Classic conservative treatment of cerebrovascular insufficiency can be effective only in the early stages of the disease, when there are no occlusive lesions, and vascular stenosis is not pronounced. At later stages, transcatheter or reconstructive surgery is required [12]. There have recently appeared studies dedicated to successful use of transcranial laser radiation in the treatment of the consequences of ischemic stroke [13,14], cranial trauma and dementia [15-17]. These studies indicate a good neuroprotective effect of the treatment contributing to successful neurorehabilitation, but it should be noted that these treatments are also effective in the early, not severe stages of the disease. Reconstructive surgery is well-proven as far as extracranial vessels are concerned [18,19]. Due to the anatomical features and small diameter of the vessels, carrying out of similar operations on intracranial arterial bed is quite difficult. Implementation of extraintracranial arterial anastomosis is not always effective, and lately there have been disputes concerning the feasibility of such operations [20]. Transcatheter therapies, such as balloon angioplasty and stenting of various kinds, have proved well on extracranial brachiocephalic branches [21,22]. Such interventions on intracranial arteries are often performed in the acute period and are fulfilled within the proximal part of the channel [23,24]. Distal intracranial vascular branches, being of a small diameter, present certain difficulties in carrying out these procedures [25].
Consequently, there remains a need to develop new integrated transcatheter methods of treatment of atherosclerotic lesions of the brain.
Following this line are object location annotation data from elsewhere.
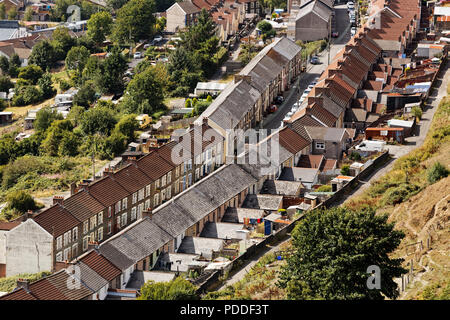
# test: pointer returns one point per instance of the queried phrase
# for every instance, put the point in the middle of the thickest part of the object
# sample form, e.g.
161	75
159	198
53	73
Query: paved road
291	96
413	142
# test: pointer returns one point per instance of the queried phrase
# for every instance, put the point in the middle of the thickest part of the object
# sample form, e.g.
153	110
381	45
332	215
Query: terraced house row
96	210
108	266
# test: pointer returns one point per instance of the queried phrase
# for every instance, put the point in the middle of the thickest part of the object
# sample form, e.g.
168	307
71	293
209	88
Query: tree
46	85
85	95
112	69
332	249
135	21
21	201
144	86
43	55
4	64
2	11
12	13
116	4
28	16
77	58
127	125
416	111
31	72
437	172
5	84
177	289
44	118
99	119
99	26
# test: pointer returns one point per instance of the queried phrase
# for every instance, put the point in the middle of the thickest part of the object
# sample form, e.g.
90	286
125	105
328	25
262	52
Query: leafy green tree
116	4
437	172
28	16
5	84
31	72
85	95
177	289
43	55
135	21
111	72
44	119
144	86
21	201
4	64
77	58
99	26
2	11
46	85
127	125
98	119
332	250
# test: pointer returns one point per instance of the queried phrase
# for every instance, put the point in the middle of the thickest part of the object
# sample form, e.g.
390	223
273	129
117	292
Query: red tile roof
56	220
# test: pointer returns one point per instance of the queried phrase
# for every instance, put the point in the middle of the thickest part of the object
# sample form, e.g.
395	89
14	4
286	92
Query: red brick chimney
58	199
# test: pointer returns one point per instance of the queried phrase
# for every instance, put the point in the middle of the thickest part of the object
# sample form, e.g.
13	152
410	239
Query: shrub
437	172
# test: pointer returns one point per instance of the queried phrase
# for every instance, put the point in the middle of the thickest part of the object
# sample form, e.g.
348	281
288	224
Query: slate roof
263	201
221	230
101	265
56	220
195	203
107	191
136	242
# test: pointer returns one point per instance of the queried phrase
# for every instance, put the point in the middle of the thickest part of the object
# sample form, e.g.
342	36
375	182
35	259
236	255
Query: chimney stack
23	283
58	199
92	245
147	213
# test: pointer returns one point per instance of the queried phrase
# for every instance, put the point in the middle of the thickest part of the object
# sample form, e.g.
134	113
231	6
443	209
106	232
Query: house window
156	200
85	243
74	250
100	234
197	173
59	243
93	222
147	204
133	213
75	234
124	219
66	254
320	145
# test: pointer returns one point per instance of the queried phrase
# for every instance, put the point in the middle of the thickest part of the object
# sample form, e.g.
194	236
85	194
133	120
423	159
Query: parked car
315	60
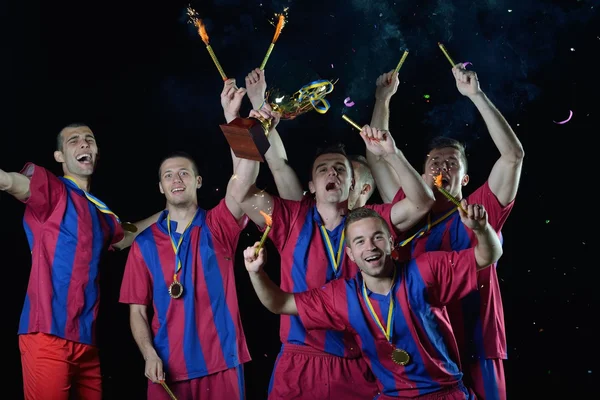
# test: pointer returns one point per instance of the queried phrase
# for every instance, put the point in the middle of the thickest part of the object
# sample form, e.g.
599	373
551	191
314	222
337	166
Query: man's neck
182	215
332	213
381	284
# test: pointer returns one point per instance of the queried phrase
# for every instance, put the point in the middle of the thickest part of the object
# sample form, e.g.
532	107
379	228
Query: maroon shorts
302	372
228	384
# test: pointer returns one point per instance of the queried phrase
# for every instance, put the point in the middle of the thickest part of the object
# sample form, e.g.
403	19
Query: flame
279	27
268	219
198	24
The present study investigates the possibility of recovery of cerebral arterial channel in patients with advanced atherosclerosis of the brain by means of transcatheter laser revascularization method, and evaluation of mental disorders reduction and cognitive and motor functions recovery of these patients in the near and long-term period after the treatment.
All the studies and all transcatheter interventions have been carried out with the approval of the Ethics Committee, as well as with the consent of the examined and treated patients and their relatives.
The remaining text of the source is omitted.